Numerical simulations performed adjacent to the NSEA 14 and the second electrode 17 from FIG. 1 derive the electropotential distribution between these pair of electrodes (FIG. 6(a)). This simulation indicates that the gradient of the electrical field intensity E2rms is extremely asymmetric and highly focused adjacent to an exposed tip of an electrode 14-(i,j) in the NSEA. It gives a larger magnitude normal to the exposed surface 14ES than parallel to it (FIG. 6(b)).

FIGS. 7(a) and (7(b) illustrate the trajectories of 1 μm diameter particles derived by numerical simulations, with the particles injected at different distances from the first electrode surface. These particles are subjected to the DEP forces from the NSEA at the bottom of the channel. The 1 μm-diameter particles are injected at 3 μm and 10 μm above the bottom of the channel, respectively. The particle dielectric constant and conductivity are 106 and 0.013 S/m; the medium dielectric constant and conductivity are 80 and 0.00018 S/m. Hence, the selected particle is DEP-positive. An inlaid linear, substantially regularly spaced NSEA (1×12) with a width of 200 nm and spacing of 2 μm is used in the numerical simulation. The peak-to-peak amplitude of the applied voltage is 26 Volts and the frequency is 100 kHz. The channel dimensions are 102 μm (length) and 20 μm (height). The particles closer to an exposed tip of an electrode 14-(i,j) of a NSEA are subjected to a bigger DEP force and are quickly defected toward the NSEA. Most of the particles are trapped adjacent to a first or second exposed tip as the particles pass by. The particles injected into the channel at locations further from an exposed tip of an electrode 14-(i,j) of a NSEA are subjected to smaller DEP forces and hence deflect at a smaller rate. Hence, these particles travel down stream in the fluid channel for a longer distance before they are trapped adjacent to an electrode 14-(i,j). The DEP device will be optimized with proper voltage amplitude, frequency, and electrode layout so that the lateral travel distance can be minimized before they the selected species particles are trapped at an electrode 14-(i,j).

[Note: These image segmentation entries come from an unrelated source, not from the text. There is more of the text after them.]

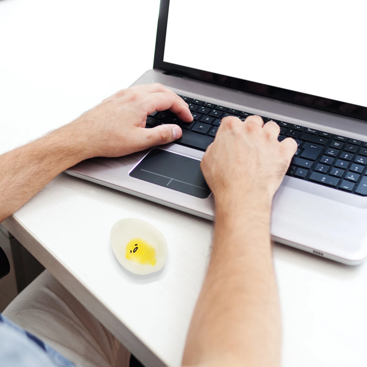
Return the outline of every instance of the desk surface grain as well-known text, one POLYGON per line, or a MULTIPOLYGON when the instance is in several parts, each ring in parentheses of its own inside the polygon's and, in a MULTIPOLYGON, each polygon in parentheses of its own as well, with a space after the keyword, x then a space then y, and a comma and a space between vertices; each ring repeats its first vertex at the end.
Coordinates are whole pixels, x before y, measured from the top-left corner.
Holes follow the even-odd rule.
MULTIPOLYGON (((72 120, 151 68, 159 6, 0 1, 0 152, 72 120)), ((61 174, 4 224, 147 367, 179 365, 211 222, 61 174), (111 227, 131 217, 167 239, 157 273, 131 274, 113 255, 111 227)), ((274 255, 283 366, 366 365, 366 264, 348 267, 277 245, 274 255)))

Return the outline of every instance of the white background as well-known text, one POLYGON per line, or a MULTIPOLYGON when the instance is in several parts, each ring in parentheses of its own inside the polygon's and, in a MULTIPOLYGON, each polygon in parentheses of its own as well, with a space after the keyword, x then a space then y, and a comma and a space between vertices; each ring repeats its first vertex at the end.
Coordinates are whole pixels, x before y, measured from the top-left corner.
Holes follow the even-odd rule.
MULTIPOLYGON (((151 68, 159 3, 0 1, 0 150, 66 123, 151 68)), ((207 50, 196 40, 188 44, 197 22, 192 14, 181 54, 207 50)), ((116 315, 119 322, 107 324, 117 335, 123 321, 157 355, 179 365, 211 222, 66 175, 15 217, 39 241, 33 251, 39 259, 50 251, 52 271, 71 274, 72 290, 84 296, 85 287, 101 300, 87 305, 95 314, 116 315), (132 278, 111 250, 111 227, 129 216, 152 223, 167 239, 168 266, 151 281, 132 278)), ((282 367, 366 366, 367 262, 347 266, 283 246, 274 255, 282 367)))
POLYGON ((367 106, 366 8, 363 0, 170 0, 164 61, 367 106))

FIG. 8 is a flow chart of a procedure for practicing an embodiment of the invention. In step 81, a first electrode including an array of spaced apart nanostructure electrodes (“NSEA”) is provided, having at least first and second NS electrodes, and a second electrode is provided, spaced apart from the NSEA, to form a channel between the two electrodes. In step 82, a time varying electrical field E(t) is introduced between the NSEA first electrode and the second electrode to provide an electrical field intensity E2rms with non-zero gradient in a direction substantially perpendicular to a first or second electrode surface. In step 83, a liquid or fluid including particles of a selected species and a general liquid or fluid medium are allowed to flow in the channel. In step 84, the selected particles are allowed to move, by DEP forces, toward, and thereby increase concentration of the selected particles adjacent to, the NSEA. In step 85 (optional), the general medium and non-selected particles in the medium are received in a first general medium reservoir. In step 86 (optional), the electrical field E is turned off or suitably modified so that selected species particles no longer accumulate adjacent to the first electrode surface, and the selected species particles (with increased concentration relative to the original concentration in the general medium) are received in a second selected species reservoir.

In step 87, an insulating material, having an insulating material surface, is provided in an interstitial space between the at least first and second NS electrodes. In step 88, a region of the insulating material surface is functionalized with a functionalizing substance that promotes attachment of the selected species particles to the functionalized region. In step 89 (optional), at least one of the selected species particles is allowed to approach and become attached to the functionalized region. In step 88 (optional), first and second spaced apart regions of the insulating material surface can be functionalized with respective first and second functionalizing substances that promote attachment of first and second selected species particles, respectively, so that distinct first and second selected species particles in the liquid are attracted to and attached at the first and second functionalized regions of the insulating material surface.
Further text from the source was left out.